New species of ancient tongue worm discovered
An international team of scientists led by Leicester researchers has discovered a new species of fossil - a 'tongue worm' - in England and have identified it as an ancient parasitic intruder.
The fossil species, which was found in 425-million year old rocks in Herefordshire, in the Welsh borderland, is described as ‘exceptionally well preserved.’ The specimens range from about 1 to 4 millimeters long.
The new fossil, which was originally entirely soft-bodied, is the first fossil tongue worm species to be found associated with its host, which in this case is a species of ostracod - a group of micro-arthropods (crabs, spiders and insects are also arthropods) with two shells that are joined at a hinge.
The creature has a worm-like body and a head and two pairs of limbs and is a parasite whose representatives today live internally in the respiratory system of a host, which it enters when it is eaten.
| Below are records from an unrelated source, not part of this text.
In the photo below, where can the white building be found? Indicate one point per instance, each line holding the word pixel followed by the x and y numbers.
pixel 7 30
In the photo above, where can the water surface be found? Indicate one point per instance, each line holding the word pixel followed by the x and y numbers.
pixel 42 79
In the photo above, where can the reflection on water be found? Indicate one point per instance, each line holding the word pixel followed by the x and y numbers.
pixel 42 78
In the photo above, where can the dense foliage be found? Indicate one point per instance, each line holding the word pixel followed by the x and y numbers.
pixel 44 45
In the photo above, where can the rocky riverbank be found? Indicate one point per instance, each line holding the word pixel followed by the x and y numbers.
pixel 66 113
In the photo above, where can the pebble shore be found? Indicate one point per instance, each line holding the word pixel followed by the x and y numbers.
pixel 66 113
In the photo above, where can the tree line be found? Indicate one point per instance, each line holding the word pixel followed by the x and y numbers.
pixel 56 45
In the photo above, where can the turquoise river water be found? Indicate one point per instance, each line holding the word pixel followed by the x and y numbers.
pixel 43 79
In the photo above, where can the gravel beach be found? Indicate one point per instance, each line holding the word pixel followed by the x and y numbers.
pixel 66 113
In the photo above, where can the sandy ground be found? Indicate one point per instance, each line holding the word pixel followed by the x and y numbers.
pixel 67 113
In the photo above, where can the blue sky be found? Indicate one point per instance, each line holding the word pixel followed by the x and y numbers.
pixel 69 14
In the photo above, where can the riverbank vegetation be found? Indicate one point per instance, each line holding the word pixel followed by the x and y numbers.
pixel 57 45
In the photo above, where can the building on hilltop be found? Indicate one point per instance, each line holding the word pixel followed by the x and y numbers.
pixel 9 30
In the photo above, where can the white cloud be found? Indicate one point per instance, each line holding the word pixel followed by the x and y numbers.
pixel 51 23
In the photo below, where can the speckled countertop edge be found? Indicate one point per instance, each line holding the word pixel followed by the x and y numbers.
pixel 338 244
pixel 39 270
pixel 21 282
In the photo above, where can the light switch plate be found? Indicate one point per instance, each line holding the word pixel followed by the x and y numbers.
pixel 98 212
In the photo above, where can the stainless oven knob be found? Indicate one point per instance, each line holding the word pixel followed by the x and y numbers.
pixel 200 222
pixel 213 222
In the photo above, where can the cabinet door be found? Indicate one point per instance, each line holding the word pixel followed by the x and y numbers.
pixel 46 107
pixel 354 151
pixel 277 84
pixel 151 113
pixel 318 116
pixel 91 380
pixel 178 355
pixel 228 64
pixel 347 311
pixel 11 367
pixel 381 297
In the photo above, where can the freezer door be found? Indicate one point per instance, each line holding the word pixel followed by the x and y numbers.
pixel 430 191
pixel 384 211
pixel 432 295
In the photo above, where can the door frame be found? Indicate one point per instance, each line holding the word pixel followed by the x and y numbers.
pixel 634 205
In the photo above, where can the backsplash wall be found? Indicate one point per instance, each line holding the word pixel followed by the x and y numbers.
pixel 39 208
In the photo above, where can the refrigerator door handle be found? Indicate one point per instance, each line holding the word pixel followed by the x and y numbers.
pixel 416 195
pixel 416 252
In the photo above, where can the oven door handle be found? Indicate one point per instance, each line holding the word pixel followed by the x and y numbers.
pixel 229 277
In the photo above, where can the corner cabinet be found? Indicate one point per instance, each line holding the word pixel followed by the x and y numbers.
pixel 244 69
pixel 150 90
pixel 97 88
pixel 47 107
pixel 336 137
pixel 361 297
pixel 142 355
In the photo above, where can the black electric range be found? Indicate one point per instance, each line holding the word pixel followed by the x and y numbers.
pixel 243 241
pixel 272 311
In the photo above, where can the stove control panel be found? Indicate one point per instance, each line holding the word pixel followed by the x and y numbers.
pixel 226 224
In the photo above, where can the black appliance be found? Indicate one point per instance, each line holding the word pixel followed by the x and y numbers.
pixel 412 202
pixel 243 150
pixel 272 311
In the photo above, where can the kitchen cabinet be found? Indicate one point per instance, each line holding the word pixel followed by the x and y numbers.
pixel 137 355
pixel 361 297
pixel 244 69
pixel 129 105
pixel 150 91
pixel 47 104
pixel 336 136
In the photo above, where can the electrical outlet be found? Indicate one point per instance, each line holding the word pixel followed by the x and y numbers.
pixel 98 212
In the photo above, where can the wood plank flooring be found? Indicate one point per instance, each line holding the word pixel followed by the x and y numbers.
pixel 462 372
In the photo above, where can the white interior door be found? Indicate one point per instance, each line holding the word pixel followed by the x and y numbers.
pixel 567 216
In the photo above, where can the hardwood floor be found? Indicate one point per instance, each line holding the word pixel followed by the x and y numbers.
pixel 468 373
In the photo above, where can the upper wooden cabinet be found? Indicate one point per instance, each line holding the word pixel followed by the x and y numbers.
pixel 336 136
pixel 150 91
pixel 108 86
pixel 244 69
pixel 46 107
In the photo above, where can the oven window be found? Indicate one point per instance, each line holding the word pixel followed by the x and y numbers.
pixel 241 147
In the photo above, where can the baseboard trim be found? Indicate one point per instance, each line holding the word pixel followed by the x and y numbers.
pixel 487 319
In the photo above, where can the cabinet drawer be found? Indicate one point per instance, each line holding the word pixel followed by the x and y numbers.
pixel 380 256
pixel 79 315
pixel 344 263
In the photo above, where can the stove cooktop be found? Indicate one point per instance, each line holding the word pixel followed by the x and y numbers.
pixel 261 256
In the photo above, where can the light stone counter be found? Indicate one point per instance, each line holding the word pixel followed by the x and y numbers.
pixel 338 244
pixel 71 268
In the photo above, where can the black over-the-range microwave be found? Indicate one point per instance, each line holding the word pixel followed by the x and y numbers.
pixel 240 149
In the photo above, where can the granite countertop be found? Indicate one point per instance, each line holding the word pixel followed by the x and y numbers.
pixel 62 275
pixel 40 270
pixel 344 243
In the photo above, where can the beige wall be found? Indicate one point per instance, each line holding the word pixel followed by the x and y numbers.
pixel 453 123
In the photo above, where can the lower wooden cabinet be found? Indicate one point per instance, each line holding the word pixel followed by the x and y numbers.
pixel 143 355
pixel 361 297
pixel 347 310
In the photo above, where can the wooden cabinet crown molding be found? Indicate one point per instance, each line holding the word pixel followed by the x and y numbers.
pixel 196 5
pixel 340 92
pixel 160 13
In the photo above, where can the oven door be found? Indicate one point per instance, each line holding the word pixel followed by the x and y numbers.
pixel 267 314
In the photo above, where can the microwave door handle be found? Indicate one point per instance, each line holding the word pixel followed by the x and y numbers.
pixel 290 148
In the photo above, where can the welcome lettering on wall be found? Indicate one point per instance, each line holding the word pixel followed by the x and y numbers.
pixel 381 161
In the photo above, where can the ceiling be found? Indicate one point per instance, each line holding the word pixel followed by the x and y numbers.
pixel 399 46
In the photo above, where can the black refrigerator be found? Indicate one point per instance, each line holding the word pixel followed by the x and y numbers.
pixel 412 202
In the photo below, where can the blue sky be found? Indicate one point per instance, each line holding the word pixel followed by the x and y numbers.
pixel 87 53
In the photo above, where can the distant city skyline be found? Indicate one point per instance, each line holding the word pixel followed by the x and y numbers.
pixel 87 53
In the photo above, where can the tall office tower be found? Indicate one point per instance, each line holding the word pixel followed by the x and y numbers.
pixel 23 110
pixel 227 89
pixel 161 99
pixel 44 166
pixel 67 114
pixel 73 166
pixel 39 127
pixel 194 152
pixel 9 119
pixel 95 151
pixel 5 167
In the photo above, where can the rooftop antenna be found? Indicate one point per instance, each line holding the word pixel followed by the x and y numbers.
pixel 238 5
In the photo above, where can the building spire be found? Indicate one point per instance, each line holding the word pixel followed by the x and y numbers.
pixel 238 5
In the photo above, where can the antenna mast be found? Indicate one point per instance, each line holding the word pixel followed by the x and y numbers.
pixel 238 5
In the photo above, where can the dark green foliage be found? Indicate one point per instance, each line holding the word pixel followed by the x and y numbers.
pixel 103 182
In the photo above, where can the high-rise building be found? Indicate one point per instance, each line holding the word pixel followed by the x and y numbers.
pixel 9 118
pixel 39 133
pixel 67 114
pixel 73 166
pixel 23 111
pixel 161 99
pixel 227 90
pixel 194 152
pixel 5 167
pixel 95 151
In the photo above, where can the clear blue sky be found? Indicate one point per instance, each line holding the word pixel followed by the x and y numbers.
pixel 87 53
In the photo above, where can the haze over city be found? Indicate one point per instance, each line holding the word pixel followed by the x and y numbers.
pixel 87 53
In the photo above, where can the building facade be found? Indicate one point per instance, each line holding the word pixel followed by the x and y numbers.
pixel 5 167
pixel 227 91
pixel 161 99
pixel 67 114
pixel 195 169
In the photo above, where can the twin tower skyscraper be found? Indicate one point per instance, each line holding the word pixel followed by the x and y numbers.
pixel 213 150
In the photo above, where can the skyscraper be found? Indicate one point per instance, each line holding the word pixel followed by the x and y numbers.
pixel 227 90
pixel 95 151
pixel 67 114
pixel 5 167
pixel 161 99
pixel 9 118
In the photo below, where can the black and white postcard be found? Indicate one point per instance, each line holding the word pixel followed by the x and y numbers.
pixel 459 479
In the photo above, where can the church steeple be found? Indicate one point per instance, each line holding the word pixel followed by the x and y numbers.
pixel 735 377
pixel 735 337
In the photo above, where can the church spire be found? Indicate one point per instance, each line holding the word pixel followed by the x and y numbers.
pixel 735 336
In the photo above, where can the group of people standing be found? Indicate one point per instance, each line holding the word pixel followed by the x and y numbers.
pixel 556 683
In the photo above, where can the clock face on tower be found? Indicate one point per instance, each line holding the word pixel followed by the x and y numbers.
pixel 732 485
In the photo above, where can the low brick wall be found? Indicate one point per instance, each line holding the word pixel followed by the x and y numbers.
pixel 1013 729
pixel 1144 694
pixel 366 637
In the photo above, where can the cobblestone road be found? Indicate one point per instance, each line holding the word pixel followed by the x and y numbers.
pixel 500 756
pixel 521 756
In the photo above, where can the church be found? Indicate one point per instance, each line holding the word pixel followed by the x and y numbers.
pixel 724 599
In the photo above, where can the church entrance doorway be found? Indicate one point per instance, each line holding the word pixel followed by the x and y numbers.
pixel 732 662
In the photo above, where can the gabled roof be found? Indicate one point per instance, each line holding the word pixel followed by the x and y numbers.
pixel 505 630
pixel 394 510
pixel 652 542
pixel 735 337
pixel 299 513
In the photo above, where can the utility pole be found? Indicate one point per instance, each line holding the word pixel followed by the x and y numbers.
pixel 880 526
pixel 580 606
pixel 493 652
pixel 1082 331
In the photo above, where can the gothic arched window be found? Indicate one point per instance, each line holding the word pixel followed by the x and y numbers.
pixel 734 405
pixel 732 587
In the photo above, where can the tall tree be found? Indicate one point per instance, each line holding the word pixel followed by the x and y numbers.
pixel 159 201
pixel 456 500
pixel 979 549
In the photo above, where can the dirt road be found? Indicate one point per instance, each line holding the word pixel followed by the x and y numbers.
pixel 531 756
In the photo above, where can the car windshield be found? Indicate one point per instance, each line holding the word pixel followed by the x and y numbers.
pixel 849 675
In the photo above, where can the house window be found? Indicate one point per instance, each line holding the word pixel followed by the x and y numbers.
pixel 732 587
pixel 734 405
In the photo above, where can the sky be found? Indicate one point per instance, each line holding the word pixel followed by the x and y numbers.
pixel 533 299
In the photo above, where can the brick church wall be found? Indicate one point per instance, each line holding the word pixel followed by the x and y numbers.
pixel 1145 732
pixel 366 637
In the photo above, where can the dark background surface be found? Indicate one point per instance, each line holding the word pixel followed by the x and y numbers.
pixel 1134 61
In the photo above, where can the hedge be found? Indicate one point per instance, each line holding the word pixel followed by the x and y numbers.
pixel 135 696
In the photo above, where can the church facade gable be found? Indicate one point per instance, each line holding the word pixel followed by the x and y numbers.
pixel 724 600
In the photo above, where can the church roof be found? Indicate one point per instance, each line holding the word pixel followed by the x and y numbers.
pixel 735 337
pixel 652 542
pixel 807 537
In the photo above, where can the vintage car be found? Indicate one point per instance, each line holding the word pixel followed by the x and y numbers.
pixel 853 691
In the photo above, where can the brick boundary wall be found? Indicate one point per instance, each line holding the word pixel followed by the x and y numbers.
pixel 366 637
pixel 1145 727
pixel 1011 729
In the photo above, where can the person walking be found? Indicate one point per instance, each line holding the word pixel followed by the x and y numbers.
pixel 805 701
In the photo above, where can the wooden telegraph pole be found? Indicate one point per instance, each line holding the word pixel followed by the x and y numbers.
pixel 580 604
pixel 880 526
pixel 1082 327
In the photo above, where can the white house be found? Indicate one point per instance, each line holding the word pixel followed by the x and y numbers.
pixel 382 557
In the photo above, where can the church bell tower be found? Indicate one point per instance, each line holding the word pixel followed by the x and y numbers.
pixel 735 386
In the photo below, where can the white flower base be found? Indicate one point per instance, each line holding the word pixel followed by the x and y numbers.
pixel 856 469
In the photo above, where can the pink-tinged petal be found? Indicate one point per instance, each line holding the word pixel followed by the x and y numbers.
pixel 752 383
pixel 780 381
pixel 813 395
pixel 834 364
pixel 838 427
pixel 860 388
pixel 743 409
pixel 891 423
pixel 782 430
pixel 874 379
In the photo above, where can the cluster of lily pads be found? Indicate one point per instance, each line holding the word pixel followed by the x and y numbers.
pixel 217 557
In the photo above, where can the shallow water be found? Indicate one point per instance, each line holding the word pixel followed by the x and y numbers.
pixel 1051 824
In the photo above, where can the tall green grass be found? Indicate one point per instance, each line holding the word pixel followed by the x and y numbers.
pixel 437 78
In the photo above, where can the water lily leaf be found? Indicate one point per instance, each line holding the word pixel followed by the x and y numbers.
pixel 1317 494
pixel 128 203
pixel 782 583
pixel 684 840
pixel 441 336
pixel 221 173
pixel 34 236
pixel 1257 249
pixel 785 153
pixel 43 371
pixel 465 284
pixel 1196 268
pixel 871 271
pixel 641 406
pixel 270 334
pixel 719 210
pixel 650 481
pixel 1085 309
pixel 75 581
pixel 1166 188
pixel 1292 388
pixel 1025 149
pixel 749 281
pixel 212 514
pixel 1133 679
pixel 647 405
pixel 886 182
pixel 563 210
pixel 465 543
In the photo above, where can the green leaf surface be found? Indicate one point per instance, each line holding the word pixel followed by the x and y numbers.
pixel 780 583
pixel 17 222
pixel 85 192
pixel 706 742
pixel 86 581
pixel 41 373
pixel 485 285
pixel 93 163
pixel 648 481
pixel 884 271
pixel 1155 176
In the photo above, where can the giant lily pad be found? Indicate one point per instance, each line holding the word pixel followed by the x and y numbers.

Professor David Siveter of the Department of Geology made the discovery working alongside researchers from the Universities of Oxford, Imperial College London and Yale, USA.
Their research is published in the journal Current Biology and was supported by the Natural Environmental Research Council, together with the Leverhulme Trust, the John Fell Oxford University Press (OUP) Research Fund and Yale Peabody Museum of Natural History.
The fossils have been reconstructed as virtual fossils by 3D computer modelling.